孫桓のデビューにして唯一の華々しい活躍は、黄武元年(222)に行われた夷陵(イリョウ)の戦い。

 

この戦いは、呉の同盟破棄と荊州(ケイシュウ)失陥、そして主力武将であった関羽(カンウ)の戦死に怒った蜀帝・劉備(リュウビ)が、全戦力を上げて呉への報復に向かったのが起因となっています。

 

 

劉備率いる蜀軍はこの時、周辺の山々を埋め尽くすほどの大軍を動員したと言われていますが……その軍勢を食い止めるべく出撃したのは、陸遜(リクソン)率いる5万の精兵たち。その士気はともかく、純粋な戦力では劣るものではなかったと思われます。

 

 

こうして両軍は激突するわけですが……陸遜が敷いたのは、最終防衛ラインを固守するだけの徹底した防御策。戦力差はほとんどないにしても、相手は劉備を筆頭に非常に戦意が旺盛で、まともに戦うと大損失を免れない状況だったと言えるでしょう。そのため、陸遜は相手の疲れを待って逆襲を仕掛ける事を考えたわけですね。

 

 

しかし、陸遜率いる呉軍は防衛側。最終防衛ラインまで軍を引き払うにしても、前線の防衛陣地を構えている味方は孤立してしまうという危険もありました。

 

 

この戦いに安東中郎将(アントウチュウロウショウ)として参加して前線部隊を率いていた孫桓は、まさにこの懸念通りの危地に陥り、殺到する劉備軍に包囲されて激しい攻勢にさらされてしまったのです。

 

この時、孫桓は若干25歳。『呉書』によると先の関羽討伐には参加していたようですが、とても窮地に陥った際の防御指揮を執ったことがあるような年齢でもなく……この状況を心配する者も多かったようです。

 

 

 

 

驚異のディフェンス能力

 

 

 

こうして完全に危地に陥った孫桓でしたが……なんと総大将の陸遜はこれを救援する動きを一切見せず、まるで孫桓の窮状を無視するかのように悠然と防備を固めていました。

 

見かねた部将らが「救援を送るべきです」と進言しても、陸遜は一切耳を貸さず。孫桓からの救援要請も完全に無視するという有り様でした。曰く、

 

「孫桓殿は兵を良くまとめ、強固な陣に拠って戦っておられる。しかも食糧の備蓄も充分ならば、救援する必要も心配もまったくない。反撃の時が来れば、我らに呼応して自力で包囲を抜け出すだろう」

 

 

悠然と構える陸遜の予見通り、孫桓は危機的状況においても力戦奮闘。
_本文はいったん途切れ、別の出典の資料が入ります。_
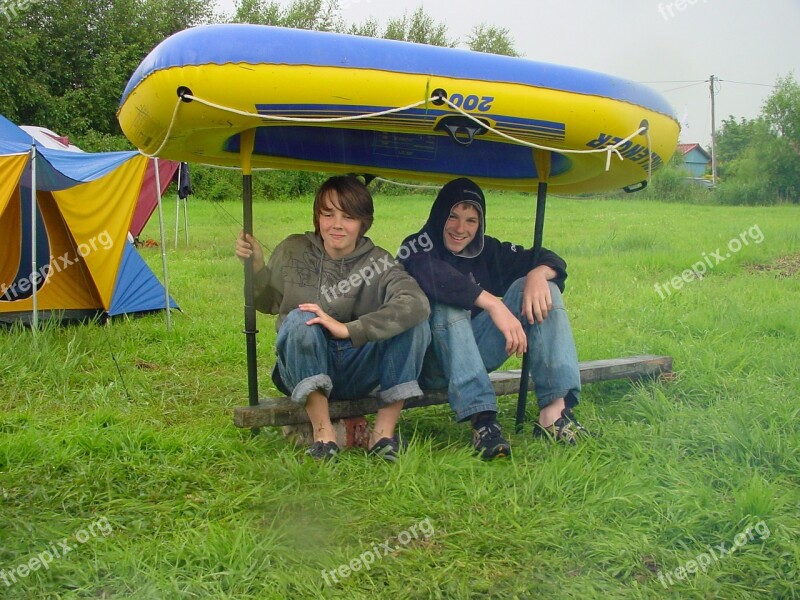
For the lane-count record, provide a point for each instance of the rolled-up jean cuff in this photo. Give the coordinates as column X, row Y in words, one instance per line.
column 402, row 391
column 570, row 399
column 315, row 383
column 474, row 410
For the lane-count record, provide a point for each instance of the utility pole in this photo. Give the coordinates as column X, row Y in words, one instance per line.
column 713, row 135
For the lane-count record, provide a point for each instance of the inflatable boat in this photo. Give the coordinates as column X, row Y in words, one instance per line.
column 350, row 104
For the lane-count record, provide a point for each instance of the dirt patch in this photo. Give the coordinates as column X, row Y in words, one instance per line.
column 785, row 266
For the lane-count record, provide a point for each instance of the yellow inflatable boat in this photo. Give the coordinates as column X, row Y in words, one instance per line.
column 341, row 103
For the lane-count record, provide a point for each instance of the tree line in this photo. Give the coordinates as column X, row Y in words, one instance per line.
column 65, row 64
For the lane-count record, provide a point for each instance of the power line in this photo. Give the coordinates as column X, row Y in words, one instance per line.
column 744, row 83
column 683, row 87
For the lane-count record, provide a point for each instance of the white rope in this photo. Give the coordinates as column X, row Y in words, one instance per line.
column 609, row 150
column 169, row 131
column 409, row 185
column 244, row 113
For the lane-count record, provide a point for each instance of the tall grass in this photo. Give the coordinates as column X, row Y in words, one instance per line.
column 131, row 423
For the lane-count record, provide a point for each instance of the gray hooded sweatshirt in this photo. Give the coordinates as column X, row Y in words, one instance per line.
column 368, row 290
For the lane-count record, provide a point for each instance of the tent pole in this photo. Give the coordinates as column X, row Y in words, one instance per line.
column 186, row 219
column 178, row 207
column 247, row 142
column 34, row 270
column 542, row 160
column 163, row 247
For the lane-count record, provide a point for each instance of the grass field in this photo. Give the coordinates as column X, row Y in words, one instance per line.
column 117, row 442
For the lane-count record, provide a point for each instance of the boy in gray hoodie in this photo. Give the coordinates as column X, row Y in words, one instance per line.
column 350, row 319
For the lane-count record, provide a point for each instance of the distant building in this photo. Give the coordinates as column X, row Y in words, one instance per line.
column 697, row 160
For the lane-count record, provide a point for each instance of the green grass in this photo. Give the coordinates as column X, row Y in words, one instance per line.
column 199, row 509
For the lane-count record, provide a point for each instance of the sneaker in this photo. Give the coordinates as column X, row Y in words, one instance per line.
column 488, row 440
column 386, row 448
column 566, row 429
column 323, row 450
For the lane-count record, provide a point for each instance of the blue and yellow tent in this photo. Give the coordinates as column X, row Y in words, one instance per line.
column 76, row 261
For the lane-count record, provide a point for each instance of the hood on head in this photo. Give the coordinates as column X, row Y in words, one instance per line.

陸遜が火攻めと強襲により反撃を開始すると同時に包囲網を打ち破り、逆に逃げる劉備を追跡。要所要害をがっちりと固めて安全な逃げ道を封鎖してしまったのです。

 

これを見た劉備は、孫桓の力量に思わず感嘆の声を上げたと言われています。

 

「わしが呉に身を寄せていた時は小童だったというのに、ここまでわしを追い詰めるほどに成長したのか……」

 

 

かくして劉備は危険な山中を超えての逃走を余儀なくされ、蜀軍は壊滅的被害を受けて敗走していったのでした。

 

後に孫桓は、救援をよこさなかった陸遜に対してこんな言葉を残しています。

 

 

「援軍をいただけないと知ったときは正直怨んだりもしたが、後になってその意図がよくわかった」

 

 

絶望的な状況下で完全無視されたのだから怨みたくなるのは当然。ですが、孫桓はそれが計略だと知った瞬間にすべてを水に流したのですね。

 

陸遜の予測能力もさることながら、死にかけたにもかかわらず水に流した孫桓の人格も見事といったところ。ともあれ、孫桓はこの功績で建武将軍(ケンブショウグン)に昇進し、丹陽侯(タンヨウコウ)として孫権のお膝元に領土を与えられました。

 

後に孫桓は揚州での対魏戦線に移動し、横江(オウコウ)に砦を建設して魏の侵攻に備えようとしていましたが……その最中に突如として死去。あまりに早すぎる最期でした。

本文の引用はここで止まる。